Why Book Sales Figures Are So Hard to Interpret (and Complete Sales Figures Nearly Impossible to Find)

The most consequential reporting mistake I’ve ever made was to publish an unsourced data point from the DOJ vs Penguin Random House antitrust trial in August 2022.

During this trial, the US government had to prove that anticipated top-selling books, those receiving an advance of $250,000 or higher, are treated differently by publishers, and market harm would occur to authors of such books if PRH (the biggest of the Big Five) acquired Simon & Schuster. The DOJ won the case, and PRH didn’t acquire Simon & Schuster. A private equity firm later did.

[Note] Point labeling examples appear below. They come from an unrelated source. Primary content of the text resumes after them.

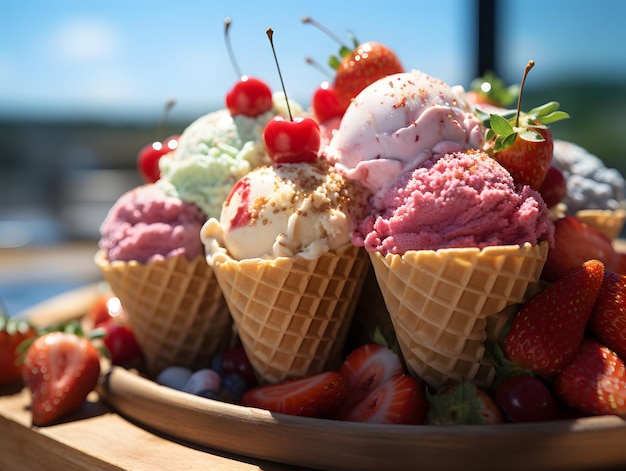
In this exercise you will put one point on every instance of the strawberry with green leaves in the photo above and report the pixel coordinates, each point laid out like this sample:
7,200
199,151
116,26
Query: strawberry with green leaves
594,382
60,369
13,332
319,395
608,318
522,142
547,330
359,66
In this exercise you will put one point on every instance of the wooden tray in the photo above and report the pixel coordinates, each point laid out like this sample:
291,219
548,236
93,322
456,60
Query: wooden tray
587,443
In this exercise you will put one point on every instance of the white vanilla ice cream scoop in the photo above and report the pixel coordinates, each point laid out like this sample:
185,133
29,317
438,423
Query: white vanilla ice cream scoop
287,210
397,123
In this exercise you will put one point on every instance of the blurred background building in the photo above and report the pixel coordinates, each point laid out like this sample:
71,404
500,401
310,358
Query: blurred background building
83,85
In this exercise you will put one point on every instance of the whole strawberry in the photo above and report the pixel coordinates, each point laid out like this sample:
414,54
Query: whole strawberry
359,66
594,382
547,330
367,63
60,369
576,242
608,318
522,143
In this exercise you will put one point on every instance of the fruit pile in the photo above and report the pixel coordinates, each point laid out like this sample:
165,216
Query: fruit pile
562,354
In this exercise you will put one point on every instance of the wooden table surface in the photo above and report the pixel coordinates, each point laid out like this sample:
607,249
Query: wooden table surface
99,439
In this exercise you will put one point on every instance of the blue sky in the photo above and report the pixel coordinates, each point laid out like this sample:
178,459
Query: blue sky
126,58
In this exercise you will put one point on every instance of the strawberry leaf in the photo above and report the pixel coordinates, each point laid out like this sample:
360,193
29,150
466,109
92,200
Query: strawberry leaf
500,125
554,117
502,142
531,135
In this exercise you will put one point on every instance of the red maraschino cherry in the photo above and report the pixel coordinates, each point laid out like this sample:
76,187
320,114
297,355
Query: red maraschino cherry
290,140
250,96
149,155
325,103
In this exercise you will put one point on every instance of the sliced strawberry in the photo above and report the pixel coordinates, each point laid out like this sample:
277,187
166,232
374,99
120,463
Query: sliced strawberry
463,404
576,242
594,382
366,368
60,369
548,329
608,319
320,395
399,400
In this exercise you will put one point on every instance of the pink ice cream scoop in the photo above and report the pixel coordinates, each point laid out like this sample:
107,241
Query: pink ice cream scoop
454,200
145,225
398,122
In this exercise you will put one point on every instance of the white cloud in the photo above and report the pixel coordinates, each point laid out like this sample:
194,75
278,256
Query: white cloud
81,39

During the trial, countless publishing statistics were discussed but not necessarily sourced, and in the dense thicket of my August 31, 2022 article, DOJ vs. PRH: The Key Questions of the Trial, I listed many of them. For example, of the 58,000 trade titles published per year, fully half of those titles sell fewer than one dozen books, and more broadly 90 percent of titles sell fewer than 2,000 units. While the first statistic seemed rather shocking (and I stated “not a typo” in the article), the second one was fairly ordinary—at least for anyone who’s ever accessed Circana BookScan—plus variations of it sometimes appear in the New York Times. For example, in 2021, they shared a BookScan stat that 98 percent of the books that publishers released in 2020 sold fewer than 5,000 copies.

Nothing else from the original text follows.